The invention relates to a bar code image correction algorithm based on deep learning, which comprises the following steps: the image is to be parsed into sample points in a probability distribution; the method comprises the steps of analyzing how to generate a pseudo image by deep learning, modeling a fuzzy incomplete bar code image by using a semantic segmentation related model, realizing correction of the fuzzy incomplete bar code image, correcting the fuzzy or incomplete image in a complex scene, then finding out the optimal pseudo image required by complete restoration, and correcting and restoring the fuzzy incomplete bar code image based on U-net, wherein the neural network is of an Encoder-Decoder structure, the Encoder is a contraction path and consists of a convolution layer and a pooling layer, the model is optimized from three angles in order to realize accurate positioning, the correction of the fuzzy incomplete bar code image is realized, and the fuzzy incomplete bar code image is enabled to be complete and clear through an algorithm, so that the identification accuracy of the bar code image is improved, and the protection of an electric power warehousing full-automatic unmanned operation system is guaranteed.

Description

Bar code image correction method based on deep learning
Technical Field
The invention relates to the technical field of barcode image processing, in particular to a barcode image correction method based on deep learning.
Background
At present, in a full-automatic unmanned operation system of power storage, a bar code on a material nameplate needs to be automatically identified. The cabinet type material nameplate material has aluminium and stainless steel, has problems such as reflection of light, surface corrosion, surface mar.

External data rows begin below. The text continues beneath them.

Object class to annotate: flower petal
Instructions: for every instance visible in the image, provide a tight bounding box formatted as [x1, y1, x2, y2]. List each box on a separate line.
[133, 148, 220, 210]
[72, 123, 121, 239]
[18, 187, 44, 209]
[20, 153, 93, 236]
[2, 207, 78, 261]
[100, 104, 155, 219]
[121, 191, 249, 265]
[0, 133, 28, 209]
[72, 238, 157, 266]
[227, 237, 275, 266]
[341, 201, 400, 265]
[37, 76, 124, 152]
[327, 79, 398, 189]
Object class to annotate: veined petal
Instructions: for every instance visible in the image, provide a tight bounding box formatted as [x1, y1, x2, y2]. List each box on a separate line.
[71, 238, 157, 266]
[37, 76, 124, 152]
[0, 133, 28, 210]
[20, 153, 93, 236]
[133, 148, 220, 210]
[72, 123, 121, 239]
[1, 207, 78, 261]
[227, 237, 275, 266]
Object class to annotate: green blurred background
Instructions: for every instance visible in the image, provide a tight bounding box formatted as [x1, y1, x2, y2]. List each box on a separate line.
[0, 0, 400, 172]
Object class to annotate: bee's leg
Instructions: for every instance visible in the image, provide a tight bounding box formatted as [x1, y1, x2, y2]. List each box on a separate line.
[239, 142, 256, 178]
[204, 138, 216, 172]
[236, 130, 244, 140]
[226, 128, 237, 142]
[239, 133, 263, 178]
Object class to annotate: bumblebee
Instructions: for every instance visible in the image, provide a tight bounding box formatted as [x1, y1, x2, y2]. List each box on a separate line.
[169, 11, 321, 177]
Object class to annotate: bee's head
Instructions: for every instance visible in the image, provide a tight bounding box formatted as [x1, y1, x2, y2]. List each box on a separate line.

The image recognition camera is sensitive to light, the larger the light reflection degree is, the larger the error probability is, the removing algorithm is self, the image quality is the largest factor influencing the bar code recognition accuracy, and the quality of the image is measured from three aspects: the original bar code image of the material nameplate needs to be corrected due to the defects of inclination, definition and blur.
The current correction algorithms for blurred and incomplete images mainly include the following three types:
in the method, special hardware equipment is generally used for scanning three-dimensional shape information of a material nameplate bar code. For example, the structured light source is used to scan an image to obtain three-dimensional information, i.e., depth information, of the image, and then the image is corrected according to the depth information.
The image correction algorithm based on 3D model reconstruction is mainly based on factors causing bar code image blurring and deformity, and comprises bar codes and placing angles thereof, light source directions, image acquisition equipment characteristics and the like. 3D modeling is carried out on the bar code image, and the existing mathematical knowledge is utilized to correct the fuzzy deformity.
The algorithm discards geometric simulation and 3D modeling of a fuzzy incomplete image, directly analyzes the barcode image, and then designs the fuzzy incomplete image correction algorithm which is not influenced by factors except the barcode image.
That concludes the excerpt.